The Linux Foundation’s OPNFV project already integrates OCP hardware into relevant network functions virtualization (NFV) reference architectures. And OPNFV and OCP have been collaborating on activities such as plugfests and joint demos. For example, at a December 2016 plugfest, OPNFV tested some of its software on OCP-based servers and switches provided by Lenovo and Nokia.
“The OCP has been quite successful at disaggregating traditional IT gear and creating vanity free ingredients,” said Bill Carter, chief technology officer of OCP, in a statement. “It is now time to carefully select the ideal hardware and software ingredients to re-integrate into efficient solutions. The work being done by OPNFV is a key piece of that re-integration.”
“We are first allowing our communities to collaborate,” said Joshipura at yesterday’s summit. “We have to provide a set of testing that is a collaboration between hardware and software.”

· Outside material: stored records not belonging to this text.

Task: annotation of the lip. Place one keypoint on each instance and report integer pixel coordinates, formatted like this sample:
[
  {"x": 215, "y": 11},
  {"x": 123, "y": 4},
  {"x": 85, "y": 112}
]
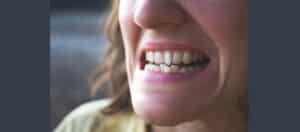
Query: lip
[
  {"x": 168, "y": 45},
  {"x": 153, "y": 76}
]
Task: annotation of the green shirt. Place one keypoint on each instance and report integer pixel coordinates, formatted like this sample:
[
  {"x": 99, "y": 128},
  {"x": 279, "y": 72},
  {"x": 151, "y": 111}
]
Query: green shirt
[{"x": 88, "y": 118}]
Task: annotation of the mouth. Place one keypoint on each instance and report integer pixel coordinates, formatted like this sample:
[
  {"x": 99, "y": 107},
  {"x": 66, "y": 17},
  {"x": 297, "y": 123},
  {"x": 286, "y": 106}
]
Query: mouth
[{"x": 173, "y": 59}]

In addition to its ongoing work with OPNFV, the OCP will work with LFN to create new open networking features, more scalability, greater harmonization with switch network operating systems, and increased interoperability for NFV.
In the longer term, the two groups want to make it easy for users to select the silicon, hardware, software, and management and network orchestration (MANO) that best suits their use cases. Joshipura added, “It’s mandatory to automate networks before 5G and IoT.”